Living Vodou

Frater Vameri

Photo by LES STONE.

Vodou is a spirituality that needs to be lived. The Western approach and, above all, the common approach in Western occultism will not find fertile ground in this spirituality. I would like to briefly discuss this idea in this week's article as it can be a good opportunity for interested parties to reflect.

Western society, guided by secularism, relegates religion to a small drawer in a giant closet. Furthermore, it prohibits religion (or at least tries to) from mixing with other subjects. In short, religion has become something of the individual sphere and trying to integrate it into everyday life is challenging in this context.

In the esoteric / occult community there is an overvaluation of rationality. It is more "experienced" who reads more and knows how to answer all questions without hesitation. Little emphasis is placed on how to live, how experiences are understood and how much magic is actually done.

Although this type of typically Western attitude finds its place in esotericism and even succeeds in perpetuating itself in typical Western religions, such as Catholicism, it will not take root in Vodou. This does not mean that Vodou is better or more interesting than any other path. These assessments are subjective and must be done by each individual. I discuss here something more objective and that should not be put as a device for anything but a simple observation.

I write this because Vodou asks us to do it. He asks us to do the service, asks us to make sacrifices and asks life to be seen differently. When someone enters Vodou this person comes to understand that the world holds mysteries and that there are different dimensions in reality. Being from Vodou is going against the disenchantment of the world - a typical Western process.

By bringing enchantment back to the world, the path in Vodou will pull the adept to a new point of view and this will likely lead to tangible changes. Now, it is clear that (as in everything) it is possible that certain people get involved with Vodou in such a fragile way that this process cannot establish itself. Okay. As I wrote before, this text is not looking for conversions. However, for the adept who dedicates himself and who dares to put both feet on the Vodou road, many transformations are in store.

In other words, for us, who are not Haitians and who are mainly typical Westerners, challenges will arise. Standards will need to be broken. New reasoning will have to be constructed. There is great wealth in that. There is also great beauty. However, definitely, none of this is lived without dedication.

Ultimately, everyone will find their own unique way of living Vodou. Just as there is a Vodou for each Lwa (in a way), there will also be a specific way to be a servant of the Lwas for each person. In this exercise it is possible to discover that this process is part of the process of self-knowledge - which is not only incredible, but also very important.

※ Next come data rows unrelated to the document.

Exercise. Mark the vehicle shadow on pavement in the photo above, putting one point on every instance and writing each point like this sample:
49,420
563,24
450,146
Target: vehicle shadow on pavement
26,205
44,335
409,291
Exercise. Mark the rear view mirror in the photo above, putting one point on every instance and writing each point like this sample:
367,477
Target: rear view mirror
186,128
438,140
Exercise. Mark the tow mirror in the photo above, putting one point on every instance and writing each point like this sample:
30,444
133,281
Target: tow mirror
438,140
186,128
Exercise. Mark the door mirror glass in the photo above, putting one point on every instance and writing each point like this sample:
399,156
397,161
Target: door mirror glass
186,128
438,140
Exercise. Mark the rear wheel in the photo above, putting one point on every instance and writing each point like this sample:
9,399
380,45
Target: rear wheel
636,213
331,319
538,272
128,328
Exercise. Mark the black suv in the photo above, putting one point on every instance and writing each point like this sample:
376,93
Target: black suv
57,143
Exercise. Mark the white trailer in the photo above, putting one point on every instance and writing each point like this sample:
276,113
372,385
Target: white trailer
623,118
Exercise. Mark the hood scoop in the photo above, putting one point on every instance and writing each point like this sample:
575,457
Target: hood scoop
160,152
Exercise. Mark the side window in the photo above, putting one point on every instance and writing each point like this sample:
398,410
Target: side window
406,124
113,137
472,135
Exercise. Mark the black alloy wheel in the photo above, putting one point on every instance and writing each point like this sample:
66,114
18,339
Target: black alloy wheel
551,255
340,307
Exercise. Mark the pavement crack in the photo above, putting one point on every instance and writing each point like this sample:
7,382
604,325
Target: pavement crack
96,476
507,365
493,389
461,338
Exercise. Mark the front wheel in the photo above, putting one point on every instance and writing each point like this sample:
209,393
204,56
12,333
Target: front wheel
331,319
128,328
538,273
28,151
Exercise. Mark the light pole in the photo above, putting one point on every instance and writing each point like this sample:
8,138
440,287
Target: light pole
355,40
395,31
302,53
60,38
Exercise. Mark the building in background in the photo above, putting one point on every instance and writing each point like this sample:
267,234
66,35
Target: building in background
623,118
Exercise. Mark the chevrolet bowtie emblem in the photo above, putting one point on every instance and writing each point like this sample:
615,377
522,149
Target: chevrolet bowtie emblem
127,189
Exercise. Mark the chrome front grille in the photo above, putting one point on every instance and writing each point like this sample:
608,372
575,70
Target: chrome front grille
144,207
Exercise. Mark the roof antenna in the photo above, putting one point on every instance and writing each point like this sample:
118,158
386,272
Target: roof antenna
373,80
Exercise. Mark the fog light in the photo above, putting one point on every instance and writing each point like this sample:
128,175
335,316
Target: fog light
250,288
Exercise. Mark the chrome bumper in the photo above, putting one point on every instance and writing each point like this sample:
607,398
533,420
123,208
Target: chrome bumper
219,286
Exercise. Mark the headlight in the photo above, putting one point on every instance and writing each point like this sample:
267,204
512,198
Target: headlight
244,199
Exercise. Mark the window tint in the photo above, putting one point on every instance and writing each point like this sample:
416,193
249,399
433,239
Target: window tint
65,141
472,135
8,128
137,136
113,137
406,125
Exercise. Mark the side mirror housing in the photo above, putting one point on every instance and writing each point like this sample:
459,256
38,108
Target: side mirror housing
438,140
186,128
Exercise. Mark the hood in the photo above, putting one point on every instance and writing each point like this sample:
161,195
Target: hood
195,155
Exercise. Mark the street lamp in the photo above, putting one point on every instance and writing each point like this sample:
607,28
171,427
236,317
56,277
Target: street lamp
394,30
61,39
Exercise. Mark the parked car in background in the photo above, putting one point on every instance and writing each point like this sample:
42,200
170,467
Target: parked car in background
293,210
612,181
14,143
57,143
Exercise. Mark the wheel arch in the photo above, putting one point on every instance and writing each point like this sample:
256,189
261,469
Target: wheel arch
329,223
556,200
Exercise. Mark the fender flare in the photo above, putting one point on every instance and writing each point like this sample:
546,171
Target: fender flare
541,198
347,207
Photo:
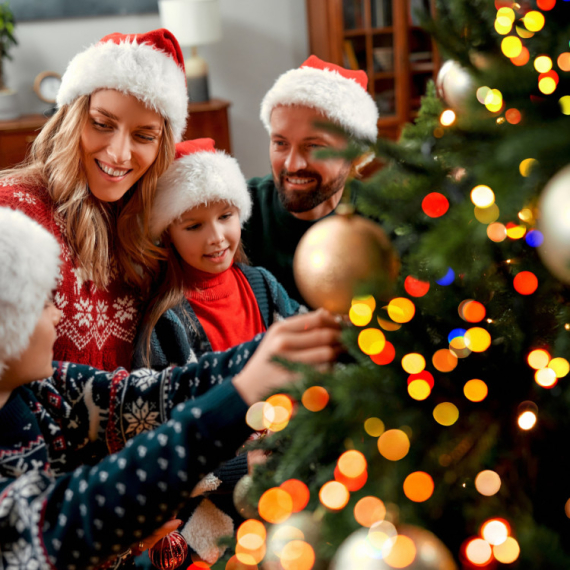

Therefore, more than doing, Vodou is a state. Knowing the spirits and understanding how we do this thing we call service is like drawing a miniature map of ourselves. In other words, knowing the invisible takes us directly to its reflection, which is the visible. There is no mystery that does not touch there and here.

Thus, serving the Lwas is revealed as something that goes beyond merely devotion. To serve the Lwas is, in a way, to exercise our own nature and to exercise our role in the universe.